News Health and Fitness: Bikram Yoga - Hot Stuff
December 10, 2004

Health and Fitness: Bikram Yoga - Hot Stuff

By Carina Snowden (

Even though the world population has shifted from mainly rural to mainly urban in the last decade, there are still lots of folks like me who live in the sticks. Doing things like taking a yoga class becomes a different thing in our case from driving to the neighborhood gym. Since I live 40 miles from the nearest town large enough for yoga studios, when I decided to take a class, I was more interested in the schedule than I was the type of yoga. I couldn't afford to be picky if I preferred not to wait around for a couple hours after getting off work. So I looked in the phone book, and didn't pay attention to anything but the schedule. There it was: M-W-F at 4:00. Perfect. I don't know what rock I'd been living under, but the word "Bikram" writ large across the ad in the yellow pages didn't trigger the term 'hot yoga' in my mind, and that left me in for a big surprise.

I showed up with a comfy pair of sweatpants and a long- sleeved t-shirt. As the woman at the desk was giving me a little orientation information - explaining that the room was heated to about 100 degrees Fahrenheit - I realized that my concept of yoga clothes weren't going to work here. Apparently, I wasn't the first to make this error. Susie told me they had loaners. Now, it's been a while since the last time I wore hot-pants, so when she handed me the little scrap of shorts, I thought, "No way." She said, "Trust me, you'll fit right in."

As she continued with the orientation information, I began to feel I was being given a series of warnings. "We encourage our students not to push too hard during your first time in class. All we ask is that you do your best to stay in the room for the whole session." Huh? Was this yoga? I'd seen pictures, and I was pretty sure I wasn't going to be able to balance on one leg and hold the other one above my head on my first attempt - but I had also felt pretty sure I could stretch and bend for the next hour and half with out feeling desperate to run out of the room.

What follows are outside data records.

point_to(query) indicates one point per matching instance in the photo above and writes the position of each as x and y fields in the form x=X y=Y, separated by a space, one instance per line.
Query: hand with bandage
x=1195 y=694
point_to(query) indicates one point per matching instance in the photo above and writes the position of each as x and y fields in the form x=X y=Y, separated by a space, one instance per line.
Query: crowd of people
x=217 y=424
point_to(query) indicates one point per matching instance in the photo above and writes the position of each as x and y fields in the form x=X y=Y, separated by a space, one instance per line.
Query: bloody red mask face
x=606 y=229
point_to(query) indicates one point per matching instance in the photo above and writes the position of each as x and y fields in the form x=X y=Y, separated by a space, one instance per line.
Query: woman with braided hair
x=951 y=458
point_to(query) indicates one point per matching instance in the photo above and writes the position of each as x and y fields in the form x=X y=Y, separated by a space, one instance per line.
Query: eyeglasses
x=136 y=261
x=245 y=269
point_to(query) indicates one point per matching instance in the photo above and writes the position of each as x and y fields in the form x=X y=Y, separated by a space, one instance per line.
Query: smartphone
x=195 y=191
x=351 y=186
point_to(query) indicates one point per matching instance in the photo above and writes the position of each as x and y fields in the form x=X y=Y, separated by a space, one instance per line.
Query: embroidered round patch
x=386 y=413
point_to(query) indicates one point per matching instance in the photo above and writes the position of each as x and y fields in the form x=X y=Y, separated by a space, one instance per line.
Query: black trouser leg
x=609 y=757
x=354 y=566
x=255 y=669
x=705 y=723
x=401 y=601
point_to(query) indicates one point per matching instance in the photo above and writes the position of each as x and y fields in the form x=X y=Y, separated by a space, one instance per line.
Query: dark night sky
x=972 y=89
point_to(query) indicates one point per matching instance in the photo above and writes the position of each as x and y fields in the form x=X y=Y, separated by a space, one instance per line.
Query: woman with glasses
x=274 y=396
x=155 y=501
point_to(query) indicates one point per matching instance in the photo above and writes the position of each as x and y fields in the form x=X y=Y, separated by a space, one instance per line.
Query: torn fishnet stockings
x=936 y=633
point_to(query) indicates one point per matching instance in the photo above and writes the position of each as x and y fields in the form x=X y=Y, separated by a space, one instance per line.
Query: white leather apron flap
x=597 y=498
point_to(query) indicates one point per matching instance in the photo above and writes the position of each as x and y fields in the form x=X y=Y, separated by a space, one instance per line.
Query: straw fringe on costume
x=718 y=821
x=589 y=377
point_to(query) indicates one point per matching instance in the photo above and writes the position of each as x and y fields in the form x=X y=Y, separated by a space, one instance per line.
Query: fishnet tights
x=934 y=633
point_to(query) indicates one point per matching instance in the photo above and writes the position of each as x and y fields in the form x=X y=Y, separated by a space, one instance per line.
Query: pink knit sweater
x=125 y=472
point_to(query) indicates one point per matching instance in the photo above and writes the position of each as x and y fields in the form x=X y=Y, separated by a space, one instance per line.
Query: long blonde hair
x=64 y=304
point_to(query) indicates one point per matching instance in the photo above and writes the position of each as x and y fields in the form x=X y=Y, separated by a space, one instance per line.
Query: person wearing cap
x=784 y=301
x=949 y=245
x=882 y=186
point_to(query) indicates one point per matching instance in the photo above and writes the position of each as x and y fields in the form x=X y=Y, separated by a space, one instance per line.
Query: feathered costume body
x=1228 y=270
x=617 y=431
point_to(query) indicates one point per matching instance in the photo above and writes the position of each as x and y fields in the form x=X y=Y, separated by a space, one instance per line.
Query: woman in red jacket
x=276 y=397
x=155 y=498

Her next suggestion: "OK, I see you brought a bottle of water. That's good, but you'll be tempted to drink a lot, and I recommend you just drink sips - not too much at a time." Hmm. What was I getting into here? It sounded like I was facing some kind of ordeal - not what I had in mind at all since I was thinking of yoga as a peaceful, low- impact way just to stretch and keep my aging body flexible and strong.

Once I was dressed in the little bit of shorts, I opened the door to the yoga studio and was met with a rush of hot, stultifying air. Oh goody. I walked to an open space, spread my mat, lay on my back, and understood exactly what she meant by asking me to at least stay in the room. I was already dripping sweat, and we hadn't even begun the class.

After an hour and a half and going twice through the 26 postures, I was indeed still in the studio. The instructor had created a non-competitive and supportive experience, completely guiding us to go to our personal limit, yet not by engaging in struggle. I was exhilarated. When class was done, I lay on my mat with my eyes closed. I felt peaceful and yet energized in the still very hot room, and I knew I'd be back for more.